Charles' first round 66 smashed his own tour record of five strokes less than his age and moved him to a share of third place at the Bad Ragaz PGA Seniors Open in Switzerland.
The day started with a terrible drive into the left-hand rough which led to a bogey five, but Charles then proceeded to put on a golfing master class.
Charles, the first left-hander and first New Zealander to win a major, rolled back the years and rolled home the putts to claim five birdies and join the six-way tie for third place, two strokes behind leader David J Russell.
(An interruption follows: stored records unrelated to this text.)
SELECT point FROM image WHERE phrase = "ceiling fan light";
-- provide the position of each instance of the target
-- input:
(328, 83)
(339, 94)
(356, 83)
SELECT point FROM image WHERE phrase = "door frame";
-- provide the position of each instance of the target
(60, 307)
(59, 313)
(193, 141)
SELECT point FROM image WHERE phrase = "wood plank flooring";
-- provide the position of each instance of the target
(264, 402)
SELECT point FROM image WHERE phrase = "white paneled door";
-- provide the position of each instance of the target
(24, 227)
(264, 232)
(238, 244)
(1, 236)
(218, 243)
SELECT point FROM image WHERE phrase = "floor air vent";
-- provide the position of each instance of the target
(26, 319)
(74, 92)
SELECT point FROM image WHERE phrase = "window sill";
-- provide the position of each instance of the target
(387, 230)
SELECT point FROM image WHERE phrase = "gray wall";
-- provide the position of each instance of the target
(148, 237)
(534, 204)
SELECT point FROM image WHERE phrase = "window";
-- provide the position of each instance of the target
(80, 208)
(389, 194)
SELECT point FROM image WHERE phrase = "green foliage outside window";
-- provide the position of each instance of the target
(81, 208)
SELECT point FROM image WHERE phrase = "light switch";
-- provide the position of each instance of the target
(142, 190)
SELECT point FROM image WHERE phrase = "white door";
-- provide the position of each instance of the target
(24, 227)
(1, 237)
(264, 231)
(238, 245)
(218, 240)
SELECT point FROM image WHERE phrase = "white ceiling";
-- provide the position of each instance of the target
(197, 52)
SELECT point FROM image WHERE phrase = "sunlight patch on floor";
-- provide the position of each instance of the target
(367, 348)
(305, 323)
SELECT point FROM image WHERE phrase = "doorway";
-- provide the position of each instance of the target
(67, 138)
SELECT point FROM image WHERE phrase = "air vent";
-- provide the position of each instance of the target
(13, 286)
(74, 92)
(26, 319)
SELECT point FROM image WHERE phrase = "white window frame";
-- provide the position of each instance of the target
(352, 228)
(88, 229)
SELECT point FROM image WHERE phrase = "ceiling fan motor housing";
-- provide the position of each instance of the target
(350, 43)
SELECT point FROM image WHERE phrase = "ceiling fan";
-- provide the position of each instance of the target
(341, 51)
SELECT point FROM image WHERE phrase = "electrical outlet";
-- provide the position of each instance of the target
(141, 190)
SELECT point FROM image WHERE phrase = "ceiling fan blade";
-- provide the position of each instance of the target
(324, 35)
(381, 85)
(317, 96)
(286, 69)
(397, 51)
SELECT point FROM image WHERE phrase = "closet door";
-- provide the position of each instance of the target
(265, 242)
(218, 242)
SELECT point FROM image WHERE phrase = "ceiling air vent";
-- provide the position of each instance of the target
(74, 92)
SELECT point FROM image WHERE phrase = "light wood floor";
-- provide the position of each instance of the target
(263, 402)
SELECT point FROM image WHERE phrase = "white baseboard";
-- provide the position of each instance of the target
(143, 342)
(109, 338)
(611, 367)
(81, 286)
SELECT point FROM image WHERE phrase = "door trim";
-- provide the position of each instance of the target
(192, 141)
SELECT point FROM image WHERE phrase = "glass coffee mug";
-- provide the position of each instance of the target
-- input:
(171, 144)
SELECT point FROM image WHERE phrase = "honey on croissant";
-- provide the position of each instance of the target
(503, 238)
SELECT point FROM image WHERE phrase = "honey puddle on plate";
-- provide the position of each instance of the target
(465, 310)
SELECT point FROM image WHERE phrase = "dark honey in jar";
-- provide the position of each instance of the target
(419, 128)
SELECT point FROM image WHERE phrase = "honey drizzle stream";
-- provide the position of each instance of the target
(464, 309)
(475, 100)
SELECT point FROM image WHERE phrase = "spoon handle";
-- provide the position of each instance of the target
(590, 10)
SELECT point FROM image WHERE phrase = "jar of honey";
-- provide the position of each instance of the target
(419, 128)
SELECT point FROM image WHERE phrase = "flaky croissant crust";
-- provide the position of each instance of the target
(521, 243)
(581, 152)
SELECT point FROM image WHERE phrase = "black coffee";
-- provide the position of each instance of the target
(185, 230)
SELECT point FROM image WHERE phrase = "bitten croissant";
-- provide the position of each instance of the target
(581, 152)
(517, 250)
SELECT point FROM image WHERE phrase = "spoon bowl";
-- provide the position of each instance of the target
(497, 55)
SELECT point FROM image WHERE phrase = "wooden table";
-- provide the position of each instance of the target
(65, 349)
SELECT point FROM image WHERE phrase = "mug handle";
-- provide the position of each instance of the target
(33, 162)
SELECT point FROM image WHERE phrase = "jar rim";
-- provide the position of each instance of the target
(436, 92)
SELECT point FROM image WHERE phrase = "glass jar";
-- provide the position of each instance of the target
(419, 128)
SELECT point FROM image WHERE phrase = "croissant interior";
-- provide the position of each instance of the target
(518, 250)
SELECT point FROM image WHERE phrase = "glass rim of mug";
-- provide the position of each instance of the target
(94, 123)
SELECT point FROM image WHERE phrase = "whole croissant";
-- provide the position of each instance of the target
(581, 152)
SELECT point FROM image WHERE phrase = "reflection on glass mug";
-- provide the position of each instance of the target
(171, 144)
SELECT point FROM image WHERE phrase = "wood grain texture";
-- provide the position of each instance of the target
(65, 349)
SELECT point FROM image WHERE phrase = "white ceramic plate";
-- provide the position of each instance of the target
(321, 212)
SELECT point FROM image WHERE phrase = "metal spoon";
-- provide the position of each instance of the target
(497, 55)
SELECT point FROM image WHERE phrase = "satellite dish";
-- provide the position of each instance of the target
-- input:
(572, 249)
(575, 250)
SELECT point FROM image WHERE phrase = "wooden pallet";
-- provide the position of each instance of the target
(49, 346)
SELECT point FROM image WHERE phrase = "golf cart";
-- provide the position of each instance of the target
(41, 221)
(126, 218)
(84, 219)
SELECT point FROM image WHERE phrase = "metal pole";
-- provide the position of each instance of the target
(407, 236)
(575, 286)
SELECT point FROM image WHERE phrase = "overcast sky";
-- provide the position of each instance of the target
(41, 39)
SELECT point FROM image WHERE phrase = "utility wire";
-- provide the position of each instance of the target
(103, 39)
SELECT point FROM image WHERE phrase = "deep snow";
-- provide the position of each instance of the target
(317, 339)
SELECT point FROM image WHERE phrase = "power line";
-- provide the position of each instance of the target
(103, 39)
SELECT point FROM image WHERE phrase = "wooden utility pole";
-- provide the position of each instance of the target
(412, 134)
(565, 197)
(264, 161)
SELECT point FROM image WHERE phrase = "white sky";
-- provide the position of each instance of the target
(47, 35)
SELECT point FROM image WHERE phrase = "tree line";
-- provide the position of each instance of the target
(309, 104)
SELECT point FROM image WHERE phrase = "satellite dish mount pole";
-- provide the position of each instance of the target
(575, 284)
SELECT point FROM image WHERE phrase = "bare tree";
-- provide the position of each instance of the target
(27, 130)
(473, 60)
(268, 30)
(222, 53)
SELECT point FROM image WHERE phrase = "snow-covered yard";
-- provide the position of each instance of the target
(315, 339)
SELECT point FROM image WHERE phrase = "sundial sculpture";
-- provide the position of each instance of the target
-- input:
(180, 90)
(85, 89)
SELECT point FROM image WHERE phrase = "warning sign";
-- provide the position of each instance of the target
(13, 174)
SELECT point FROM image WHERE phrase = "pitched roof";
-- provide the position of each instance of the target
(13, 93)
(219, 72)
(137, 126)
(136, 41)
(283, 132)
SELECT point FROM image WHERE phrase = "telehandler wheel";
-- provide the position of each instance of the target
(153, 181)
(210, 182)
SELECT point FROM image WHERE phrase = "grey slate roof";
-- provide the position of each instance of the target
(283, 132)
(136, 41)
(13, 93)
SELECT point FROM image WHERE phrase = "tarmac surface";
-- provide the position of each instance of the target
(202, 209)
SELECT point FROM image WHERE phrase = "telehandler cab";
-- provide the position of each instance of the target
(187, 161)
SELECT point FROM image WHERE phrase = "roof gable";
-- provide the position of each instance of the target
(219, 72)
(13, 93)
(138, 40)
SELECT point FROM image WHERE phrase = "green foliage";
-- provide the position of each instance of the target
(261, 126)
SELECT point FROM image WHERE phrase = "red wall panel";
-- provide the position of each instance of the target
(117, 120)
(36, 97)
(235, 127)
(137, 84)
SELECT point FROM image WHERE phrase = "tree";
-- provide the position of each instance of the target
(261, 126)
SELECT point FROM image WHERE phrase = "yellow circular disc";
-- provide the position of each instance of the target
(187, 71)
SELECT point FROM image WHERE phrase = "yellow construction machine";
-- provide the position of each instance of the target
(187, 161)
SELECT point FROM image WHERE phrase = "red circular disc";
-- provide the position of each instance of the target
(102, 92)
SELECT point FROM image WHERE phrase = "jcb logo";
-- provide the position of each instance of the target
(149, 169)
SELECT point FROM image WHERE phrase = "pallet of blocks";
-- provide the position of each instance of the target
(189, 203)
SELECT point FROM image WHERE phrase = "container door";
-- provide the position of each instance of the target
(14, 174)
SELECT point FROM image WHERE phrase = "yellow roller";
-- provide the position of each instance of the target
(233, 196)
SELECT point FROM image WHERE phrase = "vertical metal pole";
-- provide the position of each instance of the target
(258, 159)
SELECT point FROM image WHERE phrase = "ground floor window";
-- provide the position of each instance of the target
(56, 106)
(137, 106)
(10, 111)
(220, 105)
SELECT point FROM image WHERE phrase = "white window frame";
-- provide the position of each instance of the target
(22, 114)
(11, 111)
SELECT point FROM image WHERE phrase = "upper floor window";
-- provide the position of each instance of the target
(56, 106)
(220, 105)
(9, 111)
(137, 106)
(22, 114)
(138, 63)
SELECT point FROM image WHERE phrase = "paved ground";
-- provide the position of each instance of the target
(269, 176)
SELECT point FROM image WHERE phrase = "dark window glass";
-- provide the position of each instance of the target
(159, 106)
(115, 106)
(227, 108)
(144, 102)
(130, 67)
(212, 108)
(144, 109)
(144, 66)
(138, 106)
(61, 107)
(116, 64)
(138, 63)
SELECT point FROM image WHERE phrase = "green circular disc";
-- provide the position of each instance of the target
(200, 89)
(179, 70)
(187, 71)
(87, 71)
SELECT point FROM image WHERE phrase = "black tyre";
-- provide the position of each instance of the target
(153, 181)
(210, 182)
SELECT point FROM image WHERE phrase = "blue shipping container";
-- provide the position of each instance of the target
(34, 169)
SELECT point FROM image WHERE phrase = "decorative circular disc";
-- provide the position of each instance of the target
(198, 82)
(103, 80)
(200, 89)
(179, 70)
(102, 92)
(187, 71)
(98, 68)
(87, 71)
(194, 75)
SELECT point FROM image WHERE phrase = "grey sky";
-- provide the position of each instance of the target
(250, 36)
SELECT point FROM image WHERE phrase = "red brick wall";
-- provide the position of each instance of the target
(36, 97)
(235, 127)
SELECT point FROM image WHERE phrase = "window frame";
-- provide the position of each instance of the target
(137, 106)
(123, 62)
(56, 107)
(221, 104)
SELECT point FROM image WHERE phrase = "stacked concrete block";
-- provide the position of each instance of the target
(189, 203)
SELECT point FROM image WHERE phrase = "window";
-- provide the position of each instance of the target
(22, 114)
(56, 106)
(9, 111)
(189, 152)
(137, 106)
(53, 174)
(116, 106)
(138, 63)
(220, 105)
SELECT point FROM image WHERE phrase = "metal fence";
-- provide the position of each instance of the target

"That was one of those dream rounds," Charles said. "I have just bettered my age by 10 shots - I have never got anywhere near that figure before. It's quite remarkable really.
"I have had some great days in my career and this is one of them. I felt young again. My putting certainly reminded of the days of my youth. I hit a lot of good shots and never missed any short putts and that was the secret really. I made two really big 15-foot par putts to and they were crucial.
"I take a lot of satisfaction from today. These days that is the goal and today was, as I said, like a dream and one I will never forget."
Charles's career is already awash with unforgettable moments. His 1963 British Open triumph at Royal Lytham & St Annes was just one of almost 80 career titles around the world, earning him a knighthood in 1999.
He remains the oldest player to make the cut at a European Tour event after his 23rd-place finish in the 2007 New Zealand Open aged 71 years and 261 days.
Charles officially retired at the 2010 edition of the Bad Ragaz PGA Seniors Open but he returned this year due to his love for the Bad Ragaz area and the golf club.
He does not play too many rounds of golf these days, but he hits still hits 50-70 balls three times a week on a golf course near his home in Christchurch to keep in shape.
"I really didn't know what to expect today," he said. "I came back here because I love Bad Ragaz, I love Switzerland, and I love coming back here to this golf club because the welcome we receive is overwhelming.
"I retired because I wasn't competitive anymore and I always said that I didn't want to hang around if I couldn't compete. Unfortunately, when you get to my age, the golf shots get shorter and the golf courses get longer and that combination is just not compatible.
"But that's what made today so special. It felt great out there. Can I win the tournament? I would doubt it but you just never know if I can keep putting as well as I did today."